Uns geht das speziell so in der Frage danach, wie das Parlament tatsächlich zum Entscheidungsgremium vor allem für jene Prozesse werden kann, welche in der kommunalen Landschaft ablaufen. Diese Fachkonferenzen, die ja den Kommunalpolitikerinnen und Kommunalpolitikern im Land einbleuen sollen, es sei alles in Sack und Tüten, diese Beweisschlachten durch Rhetorik, die jeden langweilen, der in diesen Prozeß ein-geweiht ist da kann jeder nur den Kopf darüber schütteln, was sich im Land abspielt.

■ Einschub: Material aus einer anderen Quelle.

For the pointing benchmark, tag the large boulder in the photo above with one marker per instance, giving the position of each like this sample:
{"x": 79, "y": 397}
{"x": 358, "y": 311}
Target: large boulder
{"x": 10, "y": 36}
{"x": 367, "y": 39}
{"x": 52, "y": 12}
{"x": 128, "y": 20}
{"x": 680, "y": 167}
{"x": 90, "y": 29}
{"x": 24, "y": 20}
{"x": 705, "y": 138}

Nun treibt aber die gesamte Diskussion auch parlamentarisch immer seltsamere Blüten. Dazu leisten viele ihren Beitrag; die CDU steht dem in keiner Weise nach. Zunächst schmunzelten wir alle in der vorigen Sitzung über den Panzerschrankknackerantrag. Nun setzt die CDU in ihrem heutigen Antrag noch einen drauf. Herr Dr. Bergner, ich bedaure es wirklich, daß Sie die Kraft, die Sie in die Ausarbeitung Ihrer Rede gesteckt haben, nicht in den Antrag gesteckt haben.
Dann hätte über Inhalt und Form - auch übereinstimmend - eine Mehrheitsentscheidung getroffen werden können. „Der Landtag wolle beschließen“ - jetzt -, sich die richtungsweisenden Beschlüsse der CDU-Fraktion zu eigen zu machen. Bei dieser Gelegenheit soll er sich gleich noch intensiv davon überzeugen lassen, welch starke, dynamische Kraft die CDU doch ist.
Ich zitiere beispielhaft: „Die CDU hat ihre diesbezüglichen Hausaufgaben gemacht.“ - Aber nicht bei diesem Antrag!
„Angesichts der Handlungsunfähigkeit der Landesregierung legt die CDU-Fraktion aktualisierte und präzisierte Eckpunkte vor.“
Der Landtag möge sich bei gleicher Gelegenheit damit auseinandersetzen, daß die Landesregierung völlig unfähig ist, nachgewiesen am Antragsanlagentext: „Offensichtlich ist das Kabinett nicht fähig und nicht willens...“ - Die Landesregierung, die tatenlos dahinwurstelt. Das kann ja alles sein, Herr Dr. Bergner, aber wir wissen nicht, was wir damit anfangen sollen.
Soll der Landtag beschließen, daß die CDU die führende Kraft ist? Oder sollen wir noch ein paar Beschlüsse der PDS in ihrem Urzustand in die parlamentarische Diskussion einbringen?